Don't ask Carling Bassett what she'll do when she grows up. She's doing it now. At 15, the lean and leggy Toronto-born blonde is currently the youngest player in women's pro tennis. Having won a slew of junior tournaments, including the prestigious Orange Bowl, and ranking No. 1 among women in Canada, she joined the Women's Tennis Association circuit last month. Indeed, she quickly proved that she belonged. After straining to beat her 6-3, 7-5 in the Washington Virginia Slims, then 10th-ranked Sylvia Hanika, 23, said that Bassett played "like she was 25, with 10 tournaments behind her."

Carling also has another budding career. She has just debuted in the movie Spring Fever, playing a young tennis hopeful dominated by a poor, driving mother. In Carling's case, the film hardly imitates life. Her mom, Sue, a great-great-great-granddaughter of the founder of Canada's Carling breweries, is a pleasant and protective sort who wouldn't let her offspring turn pro until the teenager was "ready, mentally and physically." Carling's dad, former Canadian Davis Cupper John Bassett, is a real estate and sports magnate whose interests include the new U.S. Football League's Tampa Bay Bandits—and Spring Fever, which he produced.

Carling took up tennis at 9. Two years later her parents sent her to Nick Bollettieri's rigorous (no weekday TV or junk food) live-in tennis camp, now in Bradenton, Fla.

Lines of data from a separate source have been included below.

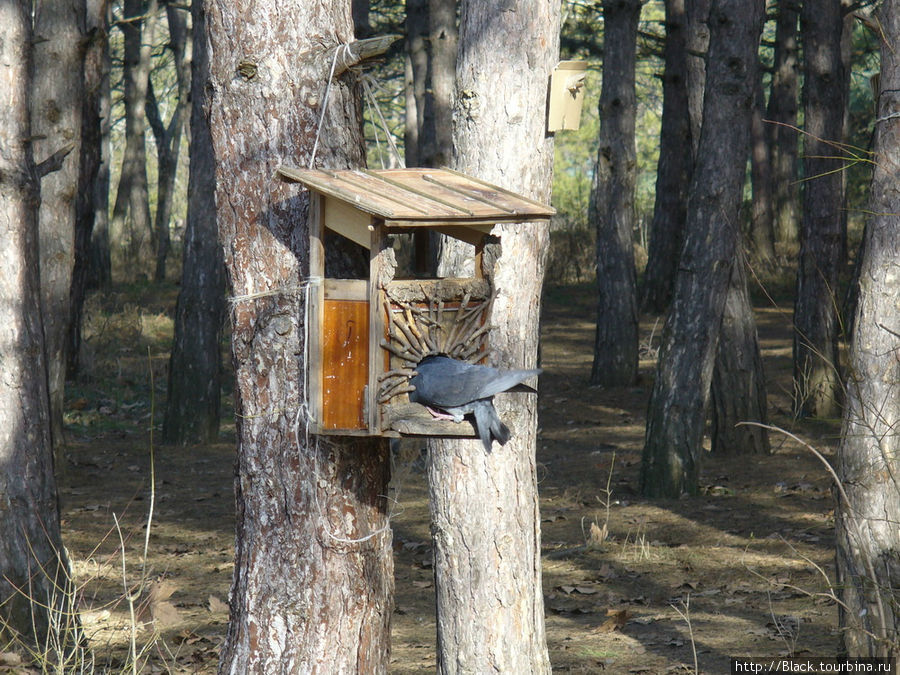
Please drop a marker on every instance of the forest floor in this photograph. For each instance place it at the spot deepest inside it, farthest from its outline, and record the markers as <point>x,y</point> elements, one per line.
<point>630,585</point>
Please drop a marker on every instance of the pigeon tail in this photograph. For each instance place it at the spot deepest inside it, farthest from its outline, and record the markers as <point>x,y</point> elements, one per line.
<point>488,424</point>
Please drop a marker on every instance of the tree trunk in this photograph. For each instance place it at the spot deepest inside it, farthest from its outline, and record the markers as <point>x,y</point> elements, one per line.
<point>56,98</point>
<point>484,506</point>
<point>131,238</point>
<point>762,227</point>
<point>33,581</point>
<point>817,388</point>
<point>313,579</point>
<point>677,409</point>
<point>697,12</point>
<point>195,367</point>
<point>869,455</point>
<point>673,172</point>
<point>442,40</point>
<point>738,384</point>
<point>168,137</point>
<point>91,162</point>
<point>611,208</point>
<point>781,115</point>
<point>416,78</point>
<point>431,62</point>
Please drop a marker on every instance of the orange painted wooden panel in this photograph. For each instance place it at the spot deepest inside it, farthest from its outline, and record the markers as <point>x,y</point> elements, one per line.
<point>345,363</point>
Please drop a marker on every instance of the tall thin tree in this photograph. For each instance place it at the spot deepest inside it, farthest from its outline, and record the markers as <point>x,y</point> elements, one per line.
<point>130,228</point>
<point>817,387</point>
<point>33,567</point>
<point>56,99</point>
<point>677,410</point>
<point>91,214</point>
<point>867,536</point>
<point>313,579</point>
<point>487,536</point>
<point>781,118</point>
<point>168,135</point>
<point>611,208</point>
<point>195,367</point>
<point>674,169</point>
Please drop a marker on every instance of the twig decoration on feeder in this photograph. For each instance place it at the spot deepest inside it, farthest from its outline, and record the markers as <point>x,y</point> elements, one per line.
<point>416,331</point>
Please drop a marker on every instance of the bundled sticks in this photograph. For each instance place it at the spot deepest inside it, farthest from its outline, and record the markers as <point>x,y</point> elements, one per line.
<point>415,331</point>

There she studies by correspondence course while practicing seven hours a day. At first Bollettieri had doubts about her attention span and drive. No longer. Today, he says, "She's very open and has very little fear"—signs of a great player, he thinks. In competition, he adds, "She's more than vicious. She's way ahead of most people."

"Car," as pals call her, isn't so sure: "I really haven't made it yet. I've got to go further." As for choosing between cinema and the circuit, however, she has no doubts. "I like them both, but I'm an action person. On the court you have only one chance. You do it right or you lose."